インドネシアでは依然として新型コロナウイルスの感染拡大が続いている。輸出は立ち直りの気配が見えるものの、消費など内需は冷え込んでいる。金融・財政政策を総動員し、外国からの投資を促進する法案を成立させるなど景気対策を講じている。一方、政治不信が高まっており、国是である「寛容さ」にも圧力が強まりつつある。(第一生命経済研究所 調査研究本部 経済調査部 主席エコノミスト 西濵 徹)

巨額の財政出動 事実上の財政ファイナンス
中央銀行の利下げ 景気対策に政策総動員

 年明け以降、インドネシアでは、新型コロナウイルスの感染拡大に伴う世界経済減速の影響に加え、同国内でも感染が拡大し、首都ジャカルタなどで感染抑制を目的とする都市封鎖が実施された結果、実体経済に深刻な悪影響が出ている。

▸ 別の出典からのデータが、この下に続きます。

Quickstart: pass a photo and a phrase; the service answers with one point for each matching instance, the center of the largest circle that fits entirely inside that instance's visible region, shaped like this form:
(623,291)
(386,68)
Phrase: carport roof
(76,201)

 同国内における新型コロナウイルスの感染動向は収束に程遠い状況が続いているものの、徐々に大規模な行動制限が解除されて経済活動の再開に向けた取り組みが進められている。

 政府は巨額の財政出動を図っているほか、中央銀行も利下げを実施し、財政支援を目的に国債を無利子で引き受ける事実上の「財政ファイナンス」に動くなど、平時であれば「禁じ手」と受け取られ得る対応を進めている。このように財政および金融政策を総動員して景気下支えを図る動きを見せている。